Tujuan lain penyesuaian kebijakan pertahanan adalah memperjelas berbagai hal yang kabur di periode sebelumnya. Pengerahan dan penggunaan kekuatan TNI belum menjadi isu yang terakomodasi penjelasannya dalam revisi terkini. Meskipun diperjelas bahwa pengerahan hanya bisa dilakukan oleh Presiden dan penggunaan oleh Panglima TNI, tidak dijabarkan lebih jauh bagaimana operasionalisasinya. Terdapat dua hal yang perlu menjadi perhatian. Pertama, Pasal 17 UU TNI memandatkan pengerahan kekuatan TNI harus mendapat persetujuan DPR. Namun, UU TNI tidak mengatur mekanisme/bentuk persetujuan yang diberikan oleh DPR untuk pengerahan kekuatan TNI. Kedua, Operasi Militer Selain Perang (OMSP) telah menjadi tugas integral TNI. Namun, sampai saat ini regulasi turunan/teknis terkait penggunaan kekuatan TNI belum tersedia.
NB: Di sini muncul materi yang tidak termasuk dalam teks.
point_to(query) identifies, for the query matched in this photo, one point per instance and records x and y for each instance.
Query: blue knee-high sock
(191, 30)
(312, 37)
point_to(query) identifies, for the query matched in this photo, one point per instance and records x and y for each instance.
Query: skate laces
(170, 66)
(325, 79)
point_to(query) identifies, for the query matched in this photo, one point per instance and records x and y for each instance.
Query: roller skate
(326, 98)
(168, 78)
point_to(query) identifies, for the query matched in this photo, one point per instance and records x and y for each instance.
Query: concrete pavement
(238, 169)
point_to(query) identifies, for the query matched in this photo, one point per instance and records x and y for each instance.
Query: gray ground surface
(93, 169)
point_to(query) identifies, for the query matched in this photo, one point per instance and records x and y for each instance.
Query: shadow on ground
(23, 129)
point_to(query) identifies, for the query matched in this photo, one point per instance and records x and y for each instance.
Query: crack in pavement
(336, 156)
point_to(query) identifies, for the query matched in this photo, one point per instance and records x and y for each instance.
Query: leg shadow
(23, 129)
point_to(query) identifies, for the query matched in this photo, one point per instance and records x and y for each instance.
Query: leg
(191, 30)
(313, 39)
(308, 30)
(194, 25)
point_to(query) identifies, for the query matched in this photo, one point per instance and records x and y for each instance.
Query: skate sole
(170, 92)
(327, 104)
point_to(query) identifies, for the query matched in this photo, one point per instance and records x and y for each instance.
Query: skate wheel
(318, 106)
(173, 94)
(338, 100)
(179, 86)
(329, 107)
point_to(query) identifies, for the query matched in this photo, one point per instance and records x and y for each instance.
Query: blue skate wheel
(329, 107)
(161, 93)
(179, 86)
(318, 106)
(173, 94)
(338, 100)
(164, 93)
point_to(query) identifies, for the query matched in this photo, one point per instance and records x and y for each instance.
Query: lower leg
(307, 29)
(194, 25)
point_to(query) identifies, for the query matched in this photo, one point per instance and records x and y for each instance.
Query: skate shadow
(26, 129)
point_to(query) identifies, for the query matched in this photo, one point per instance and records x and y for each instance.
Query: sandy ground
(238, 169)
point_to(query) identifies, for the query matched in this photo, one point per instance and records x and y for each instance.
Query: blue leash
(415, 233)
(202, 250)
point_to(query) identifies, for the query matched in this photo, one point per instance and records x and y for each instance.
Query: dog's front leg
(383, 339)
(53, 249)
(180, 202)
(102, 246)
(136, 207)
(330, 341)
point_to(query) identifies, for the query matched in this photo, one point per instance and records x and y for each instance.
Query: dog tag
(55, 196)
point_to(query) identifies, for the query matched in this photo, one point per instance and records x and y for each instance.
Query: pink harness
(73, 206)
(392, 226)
Pasal 7 UU TNI menyatakan penggunaan kekuatan TNI, termasuk OMSP, dilaksanakan berdasarkan kebijakan dan keputusan politik negara. Penjelasan Pasal 5 UU TNI menyebutkan bahwa kebijakan dan keputusan politik negara adalah kebijakan politik pemerintah bersama-sama DPR yang dirumuskan melalui mekanisme hubungan kerja sama antara Pemerintah dan DPR, seperti rapat konsultasi dan rapat kerja. Kondisi ini menjadikan ambang batas persetujuan pengerahan kekuatan TNI sangat rendah. Bahkan, acapkali diartikan juga sebagai persetujuan DPR terhadap Anggaran Pendapatan dan Belanja Negara (APBN) merupakan bagian dari kebijakan dan keputusan politik tersebut. Pengertian tersebut sangat mengecilkan fungsi pengawasan DPR terhadap pengerahan dan penggunaan TNI. Padahal, penugasan TNI dalam OMSP idealnya diatur dalam regulasi khusus sebagaimana dilakukan pada tugas perbantuan.

Aspek lain yang perlu menjadi perhatian adalah mandat yang belum terlaksana dari regulasi sebelumnya. Mandat yang belum terlaksana ini seharusnya dibahas secara paralel dalam proses revisi UU TNI. Sebagai contoh, UU TNI memandatkan pengaturan tugas perbantuan TNI kepada Polri dalam urusan penjagaan keamanan dan ketertiban melalui UU. Akan tetapi, ketentuan tersebut sampai saat ini belum tersedia. Mandat lain yang belum terlaksana adalah revisi UU Peradilan Militer. Regulasi ini bersifat krusial dalam penanganan pelanggaran hukum yang dilakukan prajurit TNI, terutama ketika menjabat di instansi sipil. Selain itu, UU Peradilan militer seharusnya menjadi dasar bagi penempatan TNI di lembaga yudikatif, seperti Mahkamah Agung (MA) dan Kejagung.

Kesimpulan
Revisi UU 34/2004 tentang TNI yang akan segera disahkan pada pokoknya belum menyentuh aspek-aspek substansial dalam pembangunan kekuatan pertahanan Indonesia dan mendorong TNI yang semakin profesional. Pembahasan dan diskursus yang terjadi justru hanya sekedar menyasar hal-hal yang sifatnya administratif, seperti masa usia pensiun dan penambahan penempatan TNI aktif di jabatan sipil. Padahal, revisi UU TNI yang kerap dibahas dengan antusiasme yang tinggi dari para pembuat kebijakan ini, seharusnya dapat dijadikan sebagai suatu momentum untuk merumuskan ulang kebijakan pertahanan yang relevan dengan tantangan dan ancaman masa kini.